In late 2014, a British woman saw a gun on influencer Andrew Tate’s sofa, she recently claimed in a lawsuit. She told the BBC that she didn’t mention seeing it, but she was “a bit freaked out by it.” When she slept with Tate, she said, the sex began as consensual, but then he strangled her until she lost consciousness and still continued.
Another of the four women who filed the suit claimed that, amid his daily threats while she worked for him, Tate waved a gun in her face, calling himself a “boss” and a “G.” “You’re going to do as I say or there’ll be hell to pay,” she claimed he said as he pointed the gun. On two other occasions, she said, Tate grabbed her by the throat and pinned her against a wall.

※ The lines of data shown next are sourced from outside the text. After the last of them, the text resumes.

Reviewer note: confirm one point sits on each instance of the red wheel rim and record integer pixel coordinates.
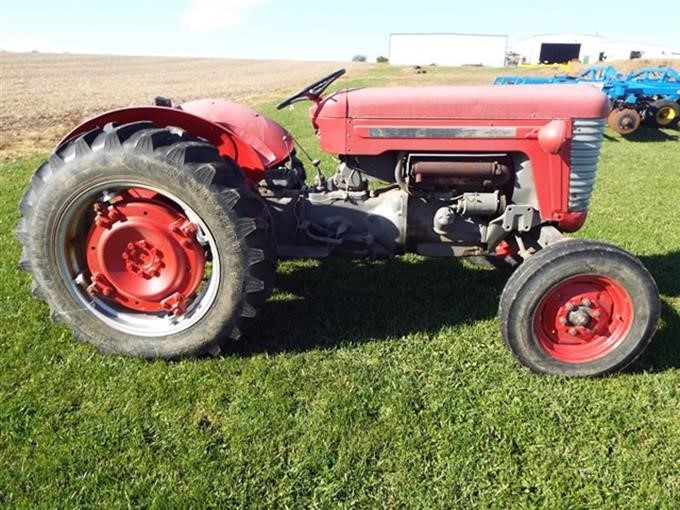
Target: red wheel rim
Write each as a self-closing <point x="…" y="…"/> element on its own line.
<point x="142" y="253"/>
<point x="583" y="319"/>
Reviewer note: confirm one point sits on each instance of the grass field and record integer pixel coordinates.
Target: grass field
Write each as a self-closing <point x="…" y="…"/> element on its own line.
<point x="362" y="384"/>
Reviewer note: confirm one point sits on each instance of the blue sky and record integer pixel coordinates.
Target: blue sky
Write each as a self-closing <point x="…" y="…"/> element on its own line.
<point x="308" y="29"/>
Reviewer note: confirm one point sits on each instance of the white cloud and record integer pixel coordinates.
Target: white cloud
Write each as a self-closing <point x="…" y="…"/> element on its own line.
<point x="209" y="15"/>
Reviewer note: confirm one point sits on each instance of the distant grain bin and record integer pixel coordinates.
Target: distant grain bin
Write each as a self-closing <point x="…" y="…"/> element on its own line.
<point x="559" y="48"/>
<point x="448" y="49"/>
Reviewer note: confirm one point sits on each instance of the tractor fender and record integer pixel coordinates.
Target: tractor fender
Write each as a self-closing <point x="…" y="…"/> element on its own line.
<point x="239" y="137"/>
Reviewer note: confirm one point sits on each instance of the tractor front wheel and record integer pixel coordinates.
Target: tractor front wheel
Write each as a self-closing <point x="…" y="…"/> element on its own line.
<point x="579" y="308"/>
<point x="146" y="242"/>
<point x="625" y="121"/>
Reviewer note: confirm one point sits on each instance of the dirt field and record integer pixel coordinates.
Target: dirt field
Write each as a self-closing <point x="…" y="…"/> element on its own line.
<point x="43" y="95"/>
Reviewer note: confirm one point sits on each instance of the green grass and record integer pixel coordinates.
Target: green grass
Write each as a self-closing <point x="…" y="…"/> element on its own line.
<point x="362" y="385"/>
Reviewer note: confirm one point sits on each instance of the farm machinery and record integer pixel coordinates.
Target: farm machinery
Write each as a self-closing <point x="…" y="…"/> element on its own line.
<point x="154" y="231"/>
<point x="649" y="95"/>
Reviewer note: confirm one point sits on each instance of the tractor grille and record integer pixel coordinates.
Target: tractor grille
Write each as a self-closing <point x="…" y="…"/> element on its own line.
<point x="585" y="149"/>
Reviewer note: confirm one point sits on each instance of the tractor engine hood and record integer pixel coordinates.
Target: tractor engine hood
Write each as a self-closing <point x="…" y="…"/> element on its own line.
<point x="468" y="103"/>
<point x="374" y="120"/>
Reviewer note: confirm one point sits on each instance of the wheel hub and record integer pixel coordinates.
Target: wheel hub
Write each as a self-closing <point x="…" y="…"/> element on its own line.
<point x="583" y="319"/>
<point x="143" y="253"/>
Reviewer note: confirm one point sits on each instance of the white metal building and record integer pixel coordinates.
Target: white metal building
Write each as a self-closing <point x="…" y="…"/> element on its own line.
<point x="559" y="48"/>
<point x="628" y="50"/>
<point x="448" y="49"/>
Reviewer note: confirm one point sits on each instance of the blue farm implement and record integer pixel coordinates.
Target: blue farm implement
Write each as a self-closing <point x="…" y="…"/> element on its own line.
<point x="650" y="94"/>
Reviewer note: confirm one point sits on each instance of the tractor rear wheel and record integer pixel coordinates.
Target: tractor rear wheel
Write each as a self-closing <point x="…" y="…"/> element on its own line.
<point x="625" y="121"/>
<point x="146" y="242"/>
<point x="579" y="308"/>
<point x="664" y="113"/>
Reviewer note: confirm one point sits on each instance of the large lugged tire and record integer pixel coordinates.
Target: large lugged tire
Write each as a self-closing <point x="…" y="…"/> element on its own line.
<point x="146" y="242"/>
<point x="579" y="308"/>
<point x="664" y="113"/>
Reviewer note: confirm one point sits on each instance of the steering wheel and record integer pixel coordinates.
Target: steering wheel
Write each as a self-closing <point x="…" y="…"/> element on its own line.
<point x="313" y="91"/>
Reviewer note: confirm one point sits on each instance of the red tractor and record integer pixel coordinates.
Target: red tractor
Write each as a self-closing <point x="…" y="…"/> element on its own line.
<point x="154" y="231"/>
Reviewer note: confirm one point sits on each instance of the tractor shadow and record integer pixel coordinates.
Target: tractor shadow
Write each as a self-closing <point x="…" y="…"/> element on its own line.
<point x="339" y="302"/>
<point x="333" y="302"/>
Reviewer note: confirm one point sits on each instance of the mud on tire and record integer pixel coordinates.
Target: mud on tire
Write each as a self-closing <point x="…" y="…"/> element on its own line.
<point x="133" y="167"/>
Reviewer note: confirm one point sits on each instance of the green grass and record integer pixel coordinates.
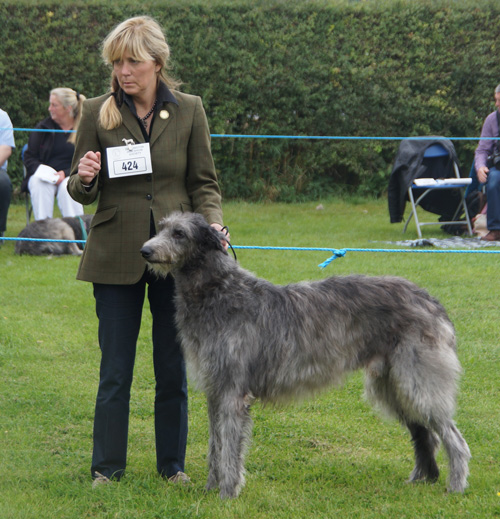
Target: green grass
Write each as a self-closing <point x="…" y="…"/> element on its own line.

As Tate has become a global force in recent years, his online rhetoric has become a familiar language. At the same time, allegations of his sexual violence have proliferated. Other accusations in the recent suit, which seeks damages “arising from the assaults, batteries, and infliction of intentional harm,” include a claim that Tate told a woman, “I’m just debating whether to rape you or not,” before raping and strangling her. The case concerns incidents that occurred in the United Kingdom between 2013 and 2015.
Tate, a 38-year-old dual US-UK citizen, has denied the claims in a written response, calling them a “pack of lies” and “gross fabrications,” according to the BBC. (When reached for comment, his British attorney referred Vanity Fair to that reply.) Two of the four women worked for Tate’s webcam business, while the other two were in relationships with him. Three of the accusers reported Tate to the police, but criminal charges were not brought. In his response, Tate also said that too much time had elapsed for the women to take legal action against him.
For about the last two years, Tate and his brother, Tristan, were on and off house arrest in Romania, where they face charges of human trafficking and establishing a criminal gang to sexually exploit women. Tate has also been charged with rape, and the brothers deny all allegations against them. Florida recently opened a criminal investigation into the brothers, an effort Tate has described as “trying to find crimes on an innocent man.” That inquiry followed the brothers’ brief return to the US after their travel ban was lifted. In a recent California lawsuit, an ex-girlfriend of Tate’s accused him of physical and sexual abuse during a 10-month relationship that began last year, which he has denied.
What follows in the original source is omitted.